Once the hash table is built, scan the other relation (the probe side). For each row of the probe relation, find the relevant rows from the build relation by looking in the hash table.

The first phase is usually called the "build" phase, while the second is called the "probe" phase. Similarly, the join relation on which the hash table is built is called the "build" input, whereas the other input is called the "probe" input.

This algorithm is simple, but it requires that the smaller join relation fits into memory, which is sometimes not the case. A simple approach to handling this situation proceeds as follows:

For each tuple $r$ $Hash join$ in the build input $R$ $Hash join$
1. Add $r$ to the in-memory hash table
2. If the size of the hash table equals the maximum in-memory size:
  1. Scan the probe input $S$ , and add matching join tuples to the output relation
  2. Reset the hash table, and continue scanning the build input $R$
Do a final scan of the probe input $S$ and add the resulting join tuples to the output relation

This is essentially the same as the block nested loop join algorithm. This algorithm scans $S$ eventually more times than necessary.

Grace hash join

A better approach is known as the "grace hash join", after the GRACE database machine for which it was first implemented.

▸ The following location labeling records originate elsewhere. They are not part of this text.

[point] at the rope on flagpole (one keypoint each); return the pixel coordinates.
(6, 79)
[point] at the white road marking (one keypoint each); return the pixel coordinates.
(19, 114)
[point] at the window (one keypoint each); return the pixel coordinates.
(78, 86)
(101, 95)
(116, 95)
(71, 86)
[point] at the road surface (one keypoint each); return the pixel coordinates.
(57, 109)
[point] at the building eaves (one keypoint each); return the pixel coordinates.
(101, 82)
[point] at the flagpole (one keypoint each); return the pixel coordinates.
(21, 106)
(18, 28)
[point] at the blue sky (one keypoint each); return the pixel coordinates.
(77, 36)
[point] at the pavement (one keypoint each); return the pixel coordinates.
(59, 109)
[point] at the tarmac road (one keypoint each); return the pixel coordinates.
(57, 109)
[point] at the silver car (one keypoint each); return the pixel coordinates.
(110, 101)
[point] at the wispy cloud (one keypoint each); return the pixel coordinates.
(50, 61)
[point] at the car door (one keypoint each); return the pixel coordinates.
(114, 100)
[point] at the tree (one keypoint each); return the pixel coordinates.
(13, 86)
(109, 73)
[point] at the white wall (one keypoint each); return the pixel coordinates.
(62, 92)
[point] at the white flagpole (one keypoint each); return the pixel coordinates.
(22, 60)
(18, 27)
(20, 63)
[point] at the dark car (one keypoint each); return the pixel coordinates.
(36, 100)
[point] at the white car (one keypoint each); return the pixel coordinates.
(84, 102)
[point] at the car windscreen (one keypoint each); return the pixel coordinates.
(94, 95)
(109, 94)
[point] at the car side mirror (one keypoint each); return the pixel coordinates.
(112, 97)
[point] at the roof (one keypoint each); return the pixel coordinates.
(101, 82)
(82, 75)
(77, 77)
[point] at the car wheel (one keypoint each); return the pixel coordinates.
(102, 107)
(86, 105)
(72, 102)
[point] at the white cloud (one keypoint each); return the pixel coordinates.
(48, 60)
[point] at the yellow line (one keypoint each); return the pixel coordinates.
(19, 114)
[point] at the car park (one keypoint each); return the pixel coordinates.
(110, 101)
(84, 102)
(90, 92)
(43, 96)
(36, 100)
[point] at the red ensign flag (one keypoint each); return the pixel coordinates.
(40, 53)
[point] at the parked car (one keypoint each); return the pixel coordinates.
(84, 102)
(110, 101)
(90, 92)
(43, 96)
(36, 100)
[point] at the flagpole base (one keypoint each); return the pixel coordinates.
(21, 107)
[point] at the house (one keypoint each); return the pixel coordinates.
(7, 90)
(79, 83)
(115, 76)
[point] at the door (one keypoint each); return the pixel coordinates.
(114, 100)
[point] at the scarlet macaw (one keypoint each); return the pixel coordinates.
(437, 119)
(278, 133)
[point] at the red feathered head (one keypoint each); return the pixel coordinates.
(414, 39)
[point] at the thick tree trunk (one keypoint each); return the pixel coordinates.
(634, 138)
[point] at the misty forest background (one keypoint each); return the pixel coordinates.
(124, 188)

This algorithm avoids rescanning the entire $S$ relation by first partitioning both $R$ and $S$ via a hash function, and writing these partitions out to disk. The algorithm then loads pairs of partitions into memory, builds a hash table for the smaller partitioned relation, and probes the other relation for matches with the current hash table. Because the partitions were formed by hashing on the join key, it must be the case that any join output tuples must belong to the same partition.

It is possible that one or more of the partitions still does not fit into the available memory, in which case the algorithm is recursively applied: an additional orthogonal hash function is chosen to hash the large partition into sub-partitions, which are then processed as before. Since this is expensive, the algorithm tries to reduce the chance that it will occur by forming the smallest partitions possible during the initial partitioning phase.

Hybrid hash join

The hybrid hash join algorithm^[1] is a combination of the classical hash join and grace hash join. It uses minimal amount of memory for partitioning like in grace hash join and uses the remaining memory to initialize a classical hash join during partitioning phase. During the partitioning phase, the hybrid hash join uses the available memory for two purposes:

To partition both relations $R$ and $S$ and
To hold an entire partition from $R$ in-memory, known as "partition 0"

Because partition 0 is never written to disk, hybrid hash join typically performs fewer I/O operations than grace hash join. When $R$ fits nearly fully into memory hybrid hash join has a similar behavior like the classical hash join which is more beneficial. Otherwise hybrid hash join imitates grace hash join.

Note that this algorithm is memory-sensitive, because there are two competing demands for memory (the hash table for partition 0, and the output buffers for the remaining partitions). Choosing too large a hash table for partition 0 might cause the algorithm to recurse because one of the non-zero partitions is too large to fit into memory.

Hash anti-join

Hash joins can also be evaluated for an anti-join predicate (a predicate selecting values from one table when no related values are found in the other). Depending on the sizes of the tables, different algorithms can be applied:

Hash left anti-join

Prepare a hash table for the NOT IN side of the join.
Scan the other table, selecting any rows where the join attribute hashes to an empty entry in the hash table.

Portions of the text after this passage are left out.